Coulisses de l’émission, par Anne-Sophie Jacques

"Han c’est cool ici !" Les yeux de Mamadou sont comme des billes quand il entre dans notre bureau. Il est suivi par la dizaine de collégiens qui déboulent dans un brouhaha typique des jeunes ados surexcités. Pour clore notre saison de l’émission Classé télé – fin de l’année scolaire oblige – nous avions envie d’inviter les élèves du collège Gérard Philippe (18e arrondissement de Paris) que nous interrogeons tous les quinze jours sur une séquence d’actualité. Leur professeure d’histoire-géo Laura Mougel, qui anime l’atelier médias dans son collège, était enthousiaste. Les élèves, très emballés. Mais les faire intervenir sur quel sujet ? Parallèlement nous avions dans les tuyaux notre émission en partenariat avec Tënk, plateforme de diffusion de documentaires de création, que nous voulions reprendre après une pause électorale. Pourquoi ne pas coupler les deux ?

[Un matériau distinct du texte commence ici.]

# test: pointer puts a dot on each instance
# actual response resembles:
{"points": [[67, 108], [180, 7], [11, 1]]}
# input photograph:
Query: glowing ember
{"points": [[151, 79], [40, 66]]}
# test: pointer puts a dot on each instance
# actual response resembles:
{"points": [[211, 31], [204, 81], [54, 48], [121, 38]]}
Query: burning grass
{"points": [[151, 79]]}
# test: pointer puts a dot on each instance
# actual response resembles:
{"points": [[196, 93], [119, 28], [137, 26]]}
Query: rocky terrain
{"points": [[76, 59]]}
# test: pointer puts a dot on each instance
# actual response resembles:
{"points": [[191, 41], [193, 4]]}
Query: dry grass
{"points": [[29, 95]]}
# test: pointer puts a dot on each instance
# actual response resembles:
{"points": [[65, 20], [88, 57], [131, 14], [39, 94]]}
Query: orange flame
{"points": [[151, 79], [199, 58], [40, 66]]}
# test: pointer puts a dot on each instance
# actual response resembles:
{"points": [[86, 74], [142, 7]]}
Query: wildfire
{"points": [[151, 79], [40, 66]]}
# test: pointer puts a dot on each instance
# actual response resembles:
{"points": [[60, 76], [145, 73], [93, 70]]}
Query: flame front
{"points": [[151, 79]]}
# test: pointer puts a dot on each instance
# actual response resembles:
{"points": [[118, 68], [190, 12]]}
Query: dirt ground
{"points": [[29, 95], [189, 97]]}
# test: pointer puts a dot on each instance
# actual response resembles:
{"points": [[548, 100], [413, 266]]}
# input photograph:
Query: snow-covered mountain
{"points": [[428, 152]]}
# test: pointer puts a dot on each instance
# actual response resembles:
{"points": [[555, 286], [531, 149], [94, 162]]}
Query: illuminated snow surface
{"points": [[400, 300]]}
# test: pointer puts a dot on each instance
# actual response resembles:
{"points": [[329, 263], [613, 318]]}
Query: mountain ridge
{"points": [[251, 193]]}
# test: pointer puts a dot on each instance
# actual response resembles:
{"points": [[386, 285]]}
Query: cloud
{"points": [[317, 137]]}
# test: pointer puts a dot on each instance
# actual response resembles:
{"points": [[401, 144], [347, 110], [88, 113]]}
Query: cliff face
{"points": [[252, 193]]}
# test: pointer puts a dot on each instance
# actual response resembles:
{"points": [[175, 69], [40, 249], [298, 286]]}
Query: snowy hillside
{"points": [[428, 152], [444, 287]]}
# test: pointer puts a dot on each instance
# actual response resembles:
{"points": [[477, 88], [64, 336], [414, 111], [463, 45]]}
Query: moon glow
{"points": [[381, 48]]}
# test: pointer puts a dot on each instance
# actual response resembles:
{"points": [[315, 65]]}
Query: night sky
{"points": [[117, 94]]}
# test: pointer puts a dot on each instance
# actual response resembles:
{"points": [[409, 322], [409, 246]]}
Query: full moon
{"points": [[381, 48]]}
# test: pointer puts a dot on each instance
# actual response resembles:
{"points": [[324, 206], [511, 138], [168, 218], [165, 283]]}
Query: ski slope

Nous avions sélectionné le film La mort du Dieu serpent (diffusé jusqu’au 30 juin ici, ne le manquez pas) réalisé par Damien Froidevaux. Un film d’une grande beauté autour d’un personnage principal, Koumba, jeune femme arrivée en France à l’âge de deux ans mais expulsée vers le Sénégal après une rixe qui a mal tourné. Koumba a alors une vingtaine d’année, elle débarque dans un pays qu’elle ne connaît pas, dans une famille qu’elle connaît peu, avec l’espoir d’y rester le moins longtemps possible, le temps de régler sa situation administrative. Car Koumba avait omis de demander la nationalité française à sa majorité.

Quand nous avons proposé ce dispositif totalement expérimental à Damien Froidevaux, il a immédiatement accepté. Son film avait déjà fait l’objet d’un exercice de critique documentaire dans le cadre d’un concours avec des lycéens, Le lycée pro crève l’écran. Le réalisateur travaille par ailleurs avec des ados pour sa websérie Chaud ! où des jeunes de Montreuil, en Seine-Saint-Denis, se mettent en scène sur des sujets liés à l’écologie. Les gamins débordants d’énergie, ça le connaît.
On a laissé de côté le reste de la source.